It may have rained hard in Düsseldorf for the first few days, but as I write this the sun is shining on the exhibitors not only literally, but also metaphorically as drupa draws to a close. Only one day before the end of the world’s largest print and converting show Heidelberg’s ceo Bernhard Schreier announces: “At this year’s drupa we will record orders amounting to over €800M, comfortably ahead of our expectations.” Bobst was happy too – six of the new Titan SR8 slitters and six Apollo sheeters were sold.

I was sitting next to managing director of drupa Mateus Matare one lunchtime in the middle of the show when his phone beeped. It was his daily one pm message direct from the turnstiles – technology that must be the envy of exhibition organizers the world over. Numbers were up over the same day in 2000. Although it was a slower start to this year’s event, the middle certainly proved busy.

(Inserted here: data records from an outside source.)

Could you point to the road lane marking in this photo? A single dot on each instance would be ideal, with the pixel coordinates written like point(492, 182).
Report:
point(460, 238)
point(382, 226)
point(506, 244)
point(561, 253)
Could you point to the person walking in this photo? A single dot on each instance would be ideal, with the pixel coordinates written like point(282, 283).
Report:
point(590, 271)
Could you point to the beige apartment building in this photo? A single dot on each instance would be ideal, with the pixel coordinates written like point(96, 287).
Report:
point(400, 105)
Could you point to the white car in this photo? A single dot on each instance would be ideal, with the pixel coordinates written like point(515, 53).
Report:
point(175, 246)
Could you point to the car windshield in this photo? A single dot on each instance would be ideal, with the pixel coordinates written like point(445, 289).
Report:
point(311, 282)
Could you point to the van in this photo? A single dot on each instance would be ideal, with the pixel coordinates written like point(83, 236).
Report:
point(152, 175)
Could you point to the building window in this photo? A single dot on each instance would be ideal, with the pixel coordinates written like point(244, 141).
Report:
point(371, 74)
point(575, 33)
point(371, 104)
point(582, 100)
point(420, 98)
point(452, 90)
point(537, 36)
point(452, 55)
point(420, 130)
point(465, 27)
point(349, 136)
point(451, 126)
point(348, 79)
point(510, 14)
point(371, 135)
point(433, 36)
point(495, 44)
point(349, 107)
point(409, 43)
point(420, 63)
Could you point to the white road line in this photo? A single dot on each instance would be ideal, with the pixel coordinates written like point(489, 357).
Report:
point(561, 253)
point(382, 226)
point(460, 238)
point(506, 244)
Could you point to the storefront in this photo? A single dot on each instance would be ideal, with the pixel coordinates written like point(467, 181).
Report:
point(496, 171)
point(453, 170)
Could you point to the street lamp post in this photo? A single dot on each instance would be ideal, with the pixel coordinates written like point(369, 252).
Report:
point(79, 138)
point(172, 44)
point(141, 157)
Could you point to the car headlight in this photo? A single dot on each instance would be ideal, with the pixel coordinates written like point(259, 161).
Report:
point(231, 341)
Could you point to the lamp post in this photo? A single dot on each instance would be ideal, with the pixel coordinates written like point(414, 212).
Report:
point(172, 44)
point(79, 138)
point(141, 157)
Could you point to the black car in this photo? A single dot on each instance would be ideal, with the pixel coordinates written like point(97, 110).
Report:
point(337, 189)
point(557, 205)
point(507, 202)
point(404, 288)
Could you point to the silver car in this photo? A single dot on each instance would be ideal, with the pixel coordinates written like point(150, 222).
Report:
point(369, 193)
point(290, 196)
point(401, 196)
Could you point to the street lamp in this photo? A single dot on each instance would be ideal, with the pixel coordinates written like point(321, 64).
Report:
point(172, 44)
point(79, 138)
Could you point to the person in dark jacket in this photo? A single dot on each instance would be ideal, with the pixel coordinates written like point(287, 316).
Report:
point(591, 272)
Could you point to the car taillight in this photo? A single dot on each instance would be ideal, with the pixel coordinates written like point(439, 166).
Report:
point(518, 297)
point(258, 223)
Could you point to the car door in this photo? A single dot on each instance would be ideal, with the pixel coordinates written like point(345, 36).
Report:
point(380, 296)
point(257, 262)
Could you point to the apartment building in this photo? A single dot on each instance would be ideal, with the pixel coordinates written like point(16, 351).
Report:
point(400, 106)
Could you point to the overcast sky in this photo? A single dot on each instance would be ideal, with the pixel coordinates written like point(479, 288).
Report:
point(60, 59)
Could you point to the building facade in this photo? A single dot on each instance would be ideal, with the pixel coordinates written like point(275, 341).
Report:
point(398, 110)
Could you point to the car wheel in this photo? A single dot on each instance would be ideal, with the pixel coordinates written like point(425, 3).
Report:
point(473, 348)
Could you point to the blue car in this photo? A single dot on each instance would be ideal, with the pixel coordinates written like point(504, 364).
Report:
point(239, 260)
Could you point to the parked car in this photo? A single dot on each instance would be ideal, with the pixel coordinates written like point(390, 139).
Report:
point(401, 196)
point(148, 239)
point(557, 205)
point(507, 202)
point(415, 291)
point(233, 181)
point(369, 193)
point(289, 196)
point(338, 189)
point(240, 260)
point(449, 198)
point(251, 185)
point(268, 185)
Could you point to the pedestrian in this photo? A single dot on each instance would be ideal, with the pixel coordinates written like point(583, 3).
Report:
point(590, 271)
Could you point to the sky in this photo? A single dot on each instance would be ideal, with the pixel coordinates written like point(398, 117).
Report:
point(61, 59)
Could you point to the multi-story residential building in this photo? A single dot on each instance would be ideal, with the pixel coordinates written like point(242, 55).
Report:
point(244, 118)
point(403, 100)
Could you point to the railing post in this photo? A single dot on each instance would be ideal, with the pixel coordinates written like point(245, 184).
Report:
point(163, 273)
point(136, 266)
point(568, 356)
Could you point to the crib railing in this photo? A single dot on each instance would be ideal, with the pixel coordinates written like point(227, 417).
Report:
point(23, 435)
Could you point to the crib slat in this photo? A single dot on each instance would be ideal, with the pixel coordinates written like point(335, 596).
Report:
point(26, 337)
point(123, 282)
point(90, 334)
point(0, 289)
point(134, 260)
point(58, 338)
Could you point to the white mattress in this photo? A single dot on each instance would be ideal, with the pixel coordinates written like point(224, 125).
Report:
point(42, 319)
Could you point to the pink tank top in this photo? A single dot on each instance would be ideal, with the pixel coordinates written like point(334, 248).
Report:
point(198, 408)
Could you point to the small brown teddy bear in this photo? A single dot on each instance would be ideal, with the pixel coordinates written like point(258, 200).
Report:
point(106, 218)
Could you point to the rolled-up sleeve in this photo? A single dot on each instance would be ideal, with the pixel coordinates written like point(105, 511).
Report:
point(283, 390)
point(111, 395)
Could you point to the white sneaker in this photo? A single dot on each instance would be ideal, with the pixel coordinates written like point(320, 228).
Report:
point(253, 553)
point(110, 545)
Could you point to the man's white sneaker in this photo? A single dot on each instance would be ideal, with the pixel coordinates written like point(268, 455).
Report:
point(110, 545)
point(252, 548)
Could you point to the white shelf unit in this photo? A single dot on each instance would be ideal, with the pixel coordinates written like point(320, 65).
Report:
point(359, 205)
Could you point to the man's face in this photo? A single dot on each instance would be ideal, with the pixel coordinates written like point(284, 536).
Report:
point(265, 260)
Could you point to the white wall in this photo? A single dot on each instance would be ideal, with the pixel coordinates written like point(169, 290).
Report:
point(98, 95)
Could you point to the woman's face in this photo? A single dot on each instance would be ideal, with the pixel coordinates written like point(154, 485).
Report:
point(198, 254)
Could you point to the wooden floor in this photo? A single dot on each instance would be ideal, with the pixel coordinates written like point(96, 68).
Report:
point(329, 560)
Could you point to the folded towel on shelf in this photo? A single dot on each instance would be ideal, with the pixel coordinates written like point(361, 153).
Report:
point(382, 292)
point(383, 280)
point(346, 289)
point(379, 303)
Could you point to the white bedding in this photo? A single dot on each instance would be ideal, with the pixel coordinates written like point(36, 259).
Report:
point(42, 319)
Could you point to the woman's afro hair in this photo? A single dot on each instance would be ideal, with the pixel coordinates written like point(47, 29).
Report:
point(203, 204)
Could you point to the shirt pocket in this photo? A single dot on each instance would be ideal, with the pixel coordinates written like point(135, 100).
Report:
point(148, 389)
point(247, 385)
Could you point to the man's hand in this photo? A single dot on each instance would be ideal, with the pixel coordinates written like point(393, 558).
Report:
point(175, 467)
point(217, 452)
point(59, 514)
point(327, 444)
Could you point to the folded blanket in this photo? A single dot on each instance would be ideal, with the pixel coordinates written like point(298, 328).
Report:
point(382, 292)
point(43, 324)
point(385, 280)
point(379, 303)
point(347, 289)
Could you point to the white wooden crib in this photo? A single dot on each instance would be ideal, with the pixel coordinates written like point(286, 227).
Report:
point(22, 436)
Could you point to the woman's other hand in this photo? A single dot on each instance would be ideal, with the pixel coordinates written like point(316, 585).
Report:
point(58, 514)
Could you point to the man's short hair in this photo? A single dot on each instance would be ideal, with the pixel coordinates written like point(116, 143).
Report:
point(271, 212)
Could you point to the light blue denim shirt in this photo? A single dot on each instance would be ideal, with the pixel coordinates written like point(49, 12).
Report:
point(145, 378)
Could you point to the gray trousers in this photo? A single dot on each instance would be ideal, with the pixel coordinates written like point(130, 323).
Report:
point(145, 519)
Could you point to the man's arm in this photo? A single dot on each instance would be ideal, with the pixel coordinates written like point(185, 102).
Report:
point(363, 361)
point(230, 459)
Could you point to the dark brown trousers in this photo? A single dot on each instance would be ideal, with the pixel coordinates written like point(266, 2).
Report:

The show may have been hailed as the jdf drupa with workflow the king, but it was also very much the packaging production drupa; prepress, offset, gravure, digital and postpress finishing – the doing and the talking was of the converting market. Perhaps the only disappointment was flexo where, with notable exceptions, developments were few and far between.

Our drupa report in this issue comes to you direct from the show.

STOP PRESS: Final attendance figure was over 394,000 of which 54 per cent were from outside Germany.